■2003-01-31(金) [長年日記]
▼ ベストサイエンスブック2002の投票
今年はこんな感じになった。個人的にはけっこう当たり年だったと思う。あと2〜3冊ほど選びたい本があったけど、迷った末のこの5冊。
▼ スティーブン・レビー(斉藤隆央訳)『暗号化 プライバシーを救った叛乱者たち』(紀伊国屋書店)
今年一番、読んでいて楽しかった本。新しいインフラになりつつある公開鍵暗号を中心に据えて、著者らしい丁寧な取材で多くの物語を掘り起こしてくれている。
▼ デイビッド・ホロビン(金沢泰子訳)『天才と分裂病の進化論』(新潮社)
分裂病(総合失調症)に関するいろんな不思議な事象から、人の脳の進化について面白い仮説を導き出していて、読んでいて興奮させられた。脳に関する話しはやっぱり不思議で面白い。
▼ L.アンドルーズ/D.ネルキン(野田亮/野田洋子訳)『人体市場 商品化される臓器・細胞・DNA』(岩波書店)
医者や製薬会社に対する著者達の批判にすべて賛同することは出来ないが、確かに暴走としか言えない事例が存在するのも確かなので、このような本も必要だと思う。

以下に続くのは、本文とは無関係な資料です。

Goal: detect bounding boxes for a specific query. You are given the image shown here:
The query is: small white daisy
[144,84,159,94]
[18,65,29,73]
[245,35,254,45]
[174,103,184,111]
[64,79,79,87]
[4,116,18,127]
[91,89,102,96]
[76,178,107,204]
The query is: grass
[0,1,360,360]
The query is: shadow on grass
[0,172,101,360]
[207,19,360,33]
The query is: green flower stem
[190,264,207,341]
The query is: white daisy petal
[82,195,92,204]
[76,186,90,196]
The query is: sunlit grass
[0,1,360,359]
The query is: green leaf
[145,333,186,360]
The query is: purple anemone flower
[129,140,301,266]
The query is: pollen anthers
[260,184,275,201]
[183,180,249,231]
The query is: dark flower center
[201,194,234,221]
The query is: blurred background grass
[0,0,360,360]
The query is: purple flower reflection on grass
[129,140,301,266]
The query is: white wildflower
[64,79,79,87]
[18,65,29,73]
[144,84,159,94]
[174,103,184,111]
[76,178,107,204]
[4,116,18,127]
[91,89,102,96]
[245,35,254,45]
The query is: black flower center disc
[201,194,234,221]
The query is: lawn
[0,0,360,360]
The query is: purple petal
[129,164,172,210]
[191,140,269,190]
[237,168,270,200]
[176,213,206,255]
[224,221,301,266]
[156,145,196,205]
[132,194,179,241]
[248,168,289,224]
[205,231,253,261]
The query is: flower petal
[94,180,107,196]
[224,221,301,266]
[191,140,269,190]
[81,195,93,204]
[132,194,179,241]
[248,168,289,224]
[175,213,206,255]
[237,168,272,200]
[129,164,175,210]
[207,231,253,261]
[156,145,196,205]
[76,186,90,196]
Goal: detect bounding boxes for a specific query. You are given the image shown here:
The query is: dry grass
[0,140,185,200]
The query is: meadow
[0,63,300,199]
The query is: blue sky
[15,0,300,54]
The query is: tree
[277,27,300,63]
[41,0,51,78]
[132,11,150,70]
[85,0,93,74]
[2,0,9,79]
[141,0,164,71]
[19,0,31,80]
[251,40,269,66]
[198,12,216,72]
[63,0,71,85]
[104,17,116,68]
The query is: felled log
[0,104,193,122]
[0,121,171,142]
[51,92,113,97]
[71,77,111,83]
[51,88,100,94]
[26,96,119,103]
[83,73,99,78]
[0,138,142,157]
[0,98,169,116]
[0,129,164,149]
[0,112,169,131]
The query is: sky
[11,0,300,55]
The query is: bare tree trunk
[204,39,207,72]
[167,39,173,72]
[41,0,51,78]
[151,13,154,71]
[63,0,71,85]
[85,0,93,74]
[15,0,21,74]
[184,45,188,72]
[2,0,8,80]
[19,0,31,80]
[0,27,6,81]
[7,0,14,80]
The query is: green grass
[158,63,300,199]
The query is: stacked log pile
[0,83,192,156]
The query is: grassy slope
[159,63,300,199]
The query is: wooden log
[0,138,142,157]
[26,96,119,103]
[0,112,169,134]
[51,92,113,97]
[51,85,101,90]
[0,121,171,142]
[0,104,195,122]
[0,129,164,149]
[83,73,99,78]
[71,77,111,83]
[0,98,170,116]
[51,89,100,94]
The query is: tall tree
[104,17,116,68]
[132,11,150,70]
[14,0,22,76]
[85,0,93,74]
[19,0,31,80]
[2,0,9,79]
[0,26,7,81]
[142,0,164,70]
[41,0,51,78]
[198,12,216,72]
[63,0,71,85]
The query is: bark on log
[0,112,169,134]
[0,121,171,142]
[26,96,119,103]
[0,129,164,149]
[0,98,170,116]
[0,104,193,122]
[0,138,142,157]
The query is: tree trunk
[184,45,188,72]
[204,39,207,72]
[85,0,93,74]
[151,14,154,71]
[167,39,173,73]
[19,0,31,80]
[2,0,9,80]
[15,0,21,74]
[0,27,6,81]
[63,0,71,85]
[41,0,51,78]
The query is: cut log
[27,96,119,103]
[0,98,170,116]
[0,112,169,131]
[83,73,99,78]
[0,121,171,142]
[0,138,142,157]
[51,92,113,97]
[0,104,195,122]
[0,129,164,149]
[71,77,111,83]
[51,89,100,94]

▼ 佐倉統『進化論という考えかた(講談社現代新書)』(講談社)
進化論を生物学の一分野にとどめず、広く人文系の学問までも取り込める可能性を示してくれている。多少、大風呂敷の感じがしなくもないけど、個人的には今後に期待大。
▼ ディーン・ヘイマー/ピーター・コープランド著(吉田利子訳)『遺伝子があなたをそうさせる』(草思社)
人の社会的行動に関する遺伝子決定論は批判されることも多いが、脳内における化学物質の振る舞いがどれだけ人の思考に影響するか丁寧に説明してくれていて、勉強になった。